Thomas Lefebvre : Vous êtes le seul à affirmer que le gouvernement va mettre en oeuvre un plan de rigueur après les élections. Quelle est votre source ? Avez-vous un commentaire à faire sur le fait que Jean-Claude Juncker a affirmé que personne n’était au courant d’un tel plan et que “La rigueur est une marque déposée par les socialistes.” Pour être plus précis, la rigueur, c’est une marque déposée Fabius, non ?
Laurent Fabius : Merci de cette question, à laquelle je vais répondre précisément.
1) Je persiste et je signe : il y aura, si la droite remporte ces élections, un tour de vis supplémentaire et inégalitaire de la part du gouvernement. Pourquoi ? Parce que les comptes sont au rouge. Le budget de l’Etat a été présenté sur des hypothèses erronées, une croissance à 2,25 % en 2008 alors que tout le monde sait qu’elle sera au mieux de l’ordre de 1,5 à 1,7 %, ce qui fait environ 10 milliards d’euros de recettes en moins. Hypothèse erronée aussi du prix du pétrole : dans le budget un baril à 77 dollars alors qu’il est à 103. Et un euro à 1,37 euro alors qu’il est à 1,53.
Tout cela, nous l’avons dit à Mme Lagarde, au premier ministre, à M. Sarkozy, au moment du budget, ils ont fait semblant de ne pas nous entendre. Et depuis, les choses se sont aggravées compte tenu du contexte international. Donc il y a des trous partout. Le premier ministre dit : les caisses sont vides. Il serait plus juste de sa part de dire : nous avons contribué à les vider.

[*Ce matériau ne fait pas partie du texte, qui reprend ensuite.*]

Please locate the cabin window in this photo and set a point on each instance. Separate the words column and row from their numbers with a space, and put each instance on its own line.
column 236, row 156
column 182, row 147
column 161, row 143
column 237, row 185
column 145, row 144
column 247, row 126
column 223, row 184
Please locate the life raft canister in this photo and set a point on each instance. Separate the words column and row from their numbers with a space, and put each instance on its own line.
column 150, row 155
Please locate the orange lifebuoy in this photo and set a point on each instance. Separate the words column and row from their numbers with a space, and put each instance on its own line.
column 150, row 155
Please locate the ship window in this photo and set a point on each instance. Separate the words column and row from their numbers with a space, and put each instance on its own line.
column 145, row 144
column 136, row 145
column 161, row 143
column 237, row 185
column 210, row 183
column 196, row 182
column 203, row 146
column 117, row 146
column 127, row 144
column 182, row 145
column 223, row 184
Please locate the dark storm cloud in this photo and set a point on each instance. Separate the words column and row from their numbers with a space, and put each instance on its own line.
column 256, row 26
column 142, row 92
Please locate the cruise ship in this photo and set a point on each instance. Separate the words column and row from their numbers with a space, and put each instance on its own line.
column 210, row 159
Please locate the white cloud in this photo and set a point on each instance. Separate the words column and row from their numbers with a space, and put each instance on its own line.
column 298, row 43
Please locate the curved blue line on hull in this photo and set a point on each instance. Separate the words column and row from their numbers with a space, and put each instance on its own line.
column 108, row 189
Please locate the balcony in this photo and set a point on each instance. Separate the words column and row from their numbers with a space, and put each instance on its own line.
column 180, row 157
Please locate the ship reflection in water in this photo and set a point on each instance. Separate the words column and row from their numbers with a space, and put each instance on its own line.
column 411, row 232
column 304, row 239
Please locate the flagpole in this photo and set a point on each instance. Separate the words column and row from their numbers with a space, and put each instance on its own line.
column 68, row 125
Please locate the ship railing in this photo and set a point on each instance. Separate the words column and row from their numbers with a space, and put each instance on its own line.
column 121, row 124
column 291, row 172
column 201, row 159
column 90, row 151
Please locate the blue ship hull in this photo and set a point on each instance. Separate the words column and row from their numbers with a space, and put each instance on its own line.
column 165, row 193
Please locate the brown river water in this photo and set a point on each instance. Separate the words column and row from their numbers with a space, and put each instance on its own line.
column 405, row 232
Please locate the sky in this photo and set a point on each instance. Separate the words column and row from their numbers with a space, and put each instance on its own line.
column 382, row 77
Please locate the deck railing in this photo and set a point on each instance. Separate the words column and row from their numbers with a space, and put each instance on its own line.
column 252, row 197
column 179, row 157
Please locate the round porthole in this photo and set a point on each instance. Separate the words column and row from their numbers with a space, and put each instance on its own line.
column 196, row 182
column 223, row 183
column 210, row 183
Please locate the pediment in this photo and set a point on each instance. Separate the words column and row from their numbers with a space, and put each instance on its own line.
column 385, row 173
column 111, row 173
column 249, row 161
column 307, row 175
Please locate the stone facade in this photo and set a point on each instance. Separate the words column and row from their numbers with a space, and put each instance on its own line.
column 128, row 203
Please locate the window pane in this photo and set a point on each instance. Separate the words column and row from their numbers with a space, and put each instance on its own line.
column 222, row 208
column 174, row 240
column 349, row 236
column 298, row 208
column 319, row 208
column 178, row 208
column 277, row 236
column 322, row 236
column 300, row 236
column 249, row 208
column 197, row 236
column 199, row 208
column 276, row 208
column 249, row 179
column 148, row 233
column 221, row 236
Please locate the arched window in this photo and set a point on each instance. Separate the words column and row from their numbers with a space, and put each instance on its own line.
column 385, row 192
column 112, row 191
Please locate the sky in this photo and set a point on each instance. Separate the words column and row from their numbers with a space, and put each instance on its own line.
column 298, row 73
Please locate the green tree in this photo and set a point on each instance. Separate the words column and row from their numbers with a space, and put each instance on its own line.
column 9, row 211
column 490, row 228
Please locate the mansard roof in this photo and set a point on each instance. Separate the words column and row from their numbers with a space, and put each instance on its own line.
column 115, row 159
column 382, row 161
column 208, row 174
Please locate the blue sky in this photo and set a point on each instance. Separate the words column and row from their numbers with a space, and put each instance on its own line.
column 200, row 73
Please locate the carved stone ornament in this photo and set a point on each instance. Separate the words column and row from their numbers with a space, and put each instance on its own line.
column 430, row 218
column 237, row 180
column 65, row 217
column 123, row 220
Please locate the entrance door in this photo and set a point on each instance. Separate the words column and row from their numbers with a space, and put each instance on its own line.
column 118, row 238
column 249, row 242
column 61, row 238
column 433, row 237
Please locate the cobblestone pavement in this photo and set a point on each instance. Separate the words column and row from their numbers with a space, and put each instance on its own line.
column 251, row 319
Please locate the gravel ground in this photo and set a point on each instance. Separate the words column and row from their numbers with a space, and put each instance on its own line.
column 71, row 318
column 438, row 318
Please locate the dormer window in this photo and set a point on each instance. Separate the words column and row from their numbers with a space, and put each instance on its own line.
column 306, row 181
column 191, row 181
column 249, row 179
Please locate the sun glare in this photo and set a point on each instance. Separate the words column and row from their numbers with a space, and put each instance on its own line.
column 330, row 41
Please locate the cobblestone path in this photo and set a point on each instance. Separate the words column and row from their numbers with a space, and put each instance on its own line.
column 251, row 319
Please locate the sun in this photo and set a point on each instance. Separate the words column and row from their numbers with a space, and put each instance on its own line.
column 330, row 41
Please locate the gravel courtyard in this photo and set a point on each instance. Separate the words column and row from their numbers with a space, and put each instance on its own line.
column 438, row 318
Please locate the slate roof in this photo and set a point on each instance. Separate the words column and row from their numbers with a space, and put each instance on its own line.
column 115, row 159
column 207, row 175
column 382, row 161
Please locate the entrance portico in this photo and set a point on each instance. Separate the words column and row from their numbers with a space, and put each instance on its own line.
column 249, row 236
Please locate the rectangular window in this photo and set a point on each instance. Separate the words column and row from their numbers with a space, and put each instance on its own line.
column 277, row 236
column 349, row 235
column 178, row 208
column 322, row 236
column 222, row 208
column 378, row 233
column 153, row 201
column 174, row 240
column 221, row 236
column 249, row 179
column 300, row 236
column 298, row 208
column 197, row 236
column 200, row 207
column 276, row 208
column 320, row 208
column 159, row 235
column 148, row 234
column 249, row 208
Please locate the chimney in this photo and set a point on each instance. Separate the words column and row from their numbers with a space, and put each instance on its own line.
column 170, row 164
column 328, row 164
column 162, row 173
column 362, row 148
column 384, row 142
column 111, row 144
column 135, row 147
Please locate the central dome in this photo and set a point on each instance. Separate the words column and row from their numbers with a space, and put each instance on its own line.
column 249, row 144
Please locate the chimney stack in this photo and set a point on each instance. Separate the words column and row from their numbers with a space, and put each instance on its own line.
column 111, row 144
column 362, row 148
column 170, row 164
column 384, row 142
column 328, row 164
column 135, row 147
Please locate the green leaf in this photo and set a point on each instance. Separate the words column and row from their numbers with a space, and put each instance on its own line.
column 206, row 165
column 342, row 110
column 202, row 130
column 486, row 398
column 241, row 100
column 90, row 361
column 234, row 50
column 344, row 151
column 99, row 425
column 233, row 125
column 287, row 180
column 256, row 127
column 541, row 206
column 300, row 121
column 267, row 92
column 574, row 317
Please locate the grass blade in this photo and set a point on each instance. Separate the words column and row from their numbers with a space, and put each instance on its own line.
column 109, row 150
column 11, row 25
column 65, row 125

2) Dès après les élections, le calendrier a été fait pour que des décisions soient prises en matière de retraite, d’assurance-maladie, de revue des prélèvements publics, de choix budgétaires au cours des mois d’avril, de mai et de juin. Cette année, je signale que les mois d’avril, mai et juin viennent après mars. Si la droite remporte les élections, M. Sarkozy et M. Fillon y trouveront un satisfecit sur leur politique, et viendront annoncer qu’ils ont entendu le message des urnes et que donc ils serrent un peu plus la vis. Bien évidemment, ils ne vont pas proclamer, encore moins avant les élections, “plan de rigueur”, mais le contenu, s’ils l’emportent, ce sera bien celui-là.
3) Sur le commentaire de mon ami Jean-Claude Juncker. Je lui dirai amicalement que je comprends bien qu’à la veille de la présidence française, et quelques mois avant la désignation du premier président du Conseil européen, il cherche à ne pas être désagréable à la France, ou tout au moins à son gouvernement. Je comprends tout cela.
Mais quand l’Eurogroupe qu’il préside et auquel il fait allusion réaffirme que la France doit être à l’équilibre budgétaire en 2010, alors qu’on ne s’y dirige évidemment pas, cela signifie bien pour ceux qui connaissent les chiffres qu’il y a désaveu de la politique menée par le gouvernement, et qu’on souligne les trous qui sont à combler.
J’ajoute que notre ami M. Juncker, en ce moment, devrait être surtout préoccupé des mesures qui sont certainement à prendre pour éviter les paradis fiscaux, que ce soit au Liechtenstein ou dans un pays qu’il connaît bien, le Luxembourg, puisqu’il en est le premier ministre.
Dernier point : l’affaire de la TVA sociale. M. Fillon et d’autres disent : mais qu’est-ce que c’est que ces inventions des socialistes, et notamment de M. Fabius ? Avant chaque élection, ils nous sortent des loups-garous. Hier, la TVA sociale, aujourd’hui le tour de vis supplémentaire. Telle n’est pas la réalité. Mais au contraire ! Je rappelle, si on l’a oublié, que le premier ministre M. Fillon lui-même, entre les deux tours des législatives, avait évoqué l’hypothèse de la TVA sociale, et même chiffré son montant à + 5 % (voir la dépêche de l’AFP du 12 juin 2007). Et c’est seulement parce que les électeurs ont envoyé au deuxième tour des législatives un message négatif envers le pouvoir que le gouvernement a dû renoncer à cette hausse injuste.
Il en sera de même cette fois-ci. C’est seulement s’il y a une mobilisation forte de l’électorat contre le tour de vis qui se prépare que ce tour de vis pourra en partie être évité.